Berkman and Plutzer dubbed the remaining teachers the “cautious 60 percent,” who are neither strong advocates for evolutionary biology nor explicit endorsers of nonscientific alternatives. “Our data show that these teachers understandably want to avoid controversy,” they said. [Emphasis mine]

The good news, if you want to call it that, is that “only” 13 percent of high school biology teachers reject the scientific method, and instead put equal stock into a 3,000-year-old oral history passed down by Middle Eastern nomads. Still, that’s more than 1 in 10 teachers teaching students things that are demonstrably false—and that’s way too many. More dispiriting, though, are the 6 in 10 teachers who avoid the subject altogether, afraid that the neighborhood Church Lady will make a stink—and the fact that we’ve created a culture so afraid of antiscientific Christianists that we’ll neglect a key element of children’s education in deference to their mythology.

Just to be clear: I don’t hold anyone’s religious beliefs against them. If you want to believe that the Earth is flat, the galatic ruler Xemu killed billions of space people with H-bombs but their spirits later inhabited living bodies and that’s how humanity came about (or whatever the hell happened), or that global warming has been caused by the decline of worldwide pirating, be my guest.
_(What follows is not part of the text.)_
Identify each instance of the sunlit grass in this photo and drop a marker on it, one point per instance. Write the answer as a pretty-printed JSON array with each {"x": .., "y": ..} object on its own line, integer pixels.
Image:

If you’re a high school biology teacher who believes in the literal Genesis story, that’s fine, too (although I might question whatever backwoods institution conferred your degree).

But if you want to be a science teacher, you need to teach science. End of story.

The truth is, no matter your political inclinations, President Obama was assuredly right in his State of the Union speech on one count: The future is science and innovation. And if we’re denying high schoolers information on this bedrock of scientific knowledge, we’re doing our posterity an unforgivable disservice.